I'm sure there are posistive and negative stories with each type of adoption, just as there are pros and cons. But adoption is as individual as the families and children involved. The purpose behind adopting probably plays a big part in the path you choose. My cousin wasn't looking to "save the children". She wanted a family. Therefore, if she was adopting stateside she would have wanted a "closed adoption"-- meaning no contact with the birth family. You'll also have to decide how much contact you want to have with the birth family as well as the age of the children.

Just some things to think about.


----------



## Scott (Jun 27, 2005)

"children from abroad can often have reactive attachment disorder, depending on the circumstances they've been brought up in. The younger the child, the better this condition responds to treatment."

I saw a report in the paper very recently that said that kids adopted from abroad actually tended to do better than those adopted domestically.


----------



## Scott (Jun 27, 2005)

Joseph: A program happening in the Dallas area this July and August might interest you. See this article from the Star Telegram: Host families sought for visiting Russian youths.

Anyway, the program bring Russian orphans aged 5-12 to the area for prospective parents to meet. If interested, call Taylor at (817) 416-1337


----------



## Scott (Jun 27, 2005)

Bob / Adam (or anyone else): Do you have any resources to recommend for background on adopting through the foster care system?


----------



## BobVigneault (Jun 27, 2005)

This is the site where I am looking for kids. This is a Wisconsin site. 
http://www.wiadopt.org

We work with the state but the state sub-contracts through other social organizations. In our case, we have a social worker who works with Lutheran Social Services.

I'm not sure where you would look in Texas. You might google 'special needs adoption' or 'foster care adoption'. If I get more info, I'll pass it along.


----------



## Scott (Jun 27, 2005)

I am looking at one called Safe Havens of Kornerstone in my area. 

Joseph: You might want to check that one out, as it is reasonably close to you.

Bob: I was more thinking books/articles that discuss the pros and cons of foster parenting.


----------



## Scott (Jun 27, 2005)

I want to applaud everyone on here who is thinking about showing God's love to orphans in this way.

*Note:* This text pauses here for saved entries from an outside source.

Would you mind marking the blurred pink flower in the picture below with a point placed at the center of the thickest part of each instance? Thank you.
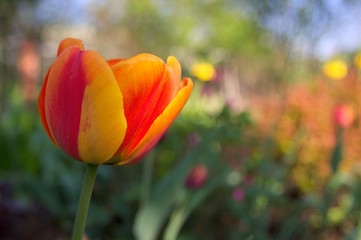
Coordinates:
(343, 115)
(197, 177)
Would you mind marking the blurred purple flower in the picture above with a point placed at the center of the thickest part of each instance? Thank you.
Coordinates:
(238, 194)
(197, 177)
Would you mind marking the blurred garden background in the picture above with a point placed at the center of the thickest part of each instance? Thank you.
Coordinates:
(268, 146)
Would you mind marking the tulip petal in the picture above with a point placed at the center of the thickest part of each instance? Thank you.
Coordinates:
(102, 124)
(70, 42)
(80, 124)
(41, 107)
(159, 126)
(148, 85)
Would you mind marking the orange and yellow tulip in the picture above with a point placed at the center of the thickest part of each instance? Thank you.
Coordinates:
(109, 112)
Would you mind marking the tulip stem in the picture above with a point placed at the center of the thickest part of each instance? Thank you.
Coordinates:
(84, 201)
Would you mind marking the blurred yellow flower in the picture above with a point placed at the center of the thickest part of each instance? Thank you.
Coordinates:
(358, 60)
(335, 69)
(203, 71)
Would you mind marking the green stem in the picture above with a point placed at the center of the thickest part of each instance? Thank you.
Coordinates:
(84, 200)
(147, 177)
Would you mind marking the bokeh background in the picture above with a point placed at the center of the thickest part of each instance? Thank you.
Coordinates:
(268, 146)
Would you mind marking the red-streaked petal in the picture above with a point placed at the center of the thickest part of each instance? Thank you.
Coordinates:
(41, 107)
(70, 42)
(63, 99)
(159, 126)
(147, 85)
(102, 123)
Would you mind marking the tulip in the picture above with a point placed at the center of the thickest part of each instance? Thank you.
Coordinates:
(109, 112)
(344, 115)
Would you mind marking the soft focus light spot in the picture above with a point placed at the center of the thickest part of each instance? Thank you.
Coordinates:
(335, 69)
(358, 60)
(203, 71)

It moves my heart! 

And Adam, I really admire the good work you do!


----------



## VirginiaHuguenot (Jul 15, 2005)

An interesting development...

Adoption Agency Rejects Catholic Parents


----------



## Abd_Yesua_alMasih (Jul 15, 2005)

Some of these countries are or have already been through the process of banning foreign adoption. Make sure you do your study. A person in New Zealand got 'snapped' when they were adopting (I believe from a eastern european country) and before all the paper work went through the law changed. You can imagine the expenses that were wasted. Do your research into the country first and check out if the country is bringing in such laws.


----------



## LauridsenL (Jul 26, 2005)

My wife and I adopted two little girls from India in 2001 and 2002. They're now 5 and 10, respectively, and they are a true delight from the Lord, as their four older brothers will also attest. India is so full of darkness and idolatory, and incredible poverty, that we marvel at the grace of God in calling them out from the multititude of lost souls there. (There are approx. 4 million homeless, destitute people in Bombay (Mumbai) alone, with hundreds of thousands of orphaned and homeless kids living near train depots, etc.) If you're thinking foreign adoption, I certainly recommend that you consider adopting from India.

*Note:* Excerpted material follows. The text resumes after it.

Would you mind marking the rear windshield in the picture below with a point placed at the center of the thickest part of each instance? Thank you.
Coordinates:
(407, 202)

It's true that some kids have attachment disorders; we thank God that the orphanage from which we adopted is very well run, with 1 worker for every 2 children, and we've had literally no problems with either of our daughters -- well, other than the normal kid stuff.


----------



## Scott (Jul 27, 2005)

Are there any adoption agencies or groups affiliated with presbyterian or reformed relief efforts or missionary work?


----------



## Scott (Jul 27, 2005)

Joseph: Did you decide to investigate adoption via foster care? I am curious about what direction you are taking.


----------



## LadyFlynt (Jul 27, 2005)

curious also...


----------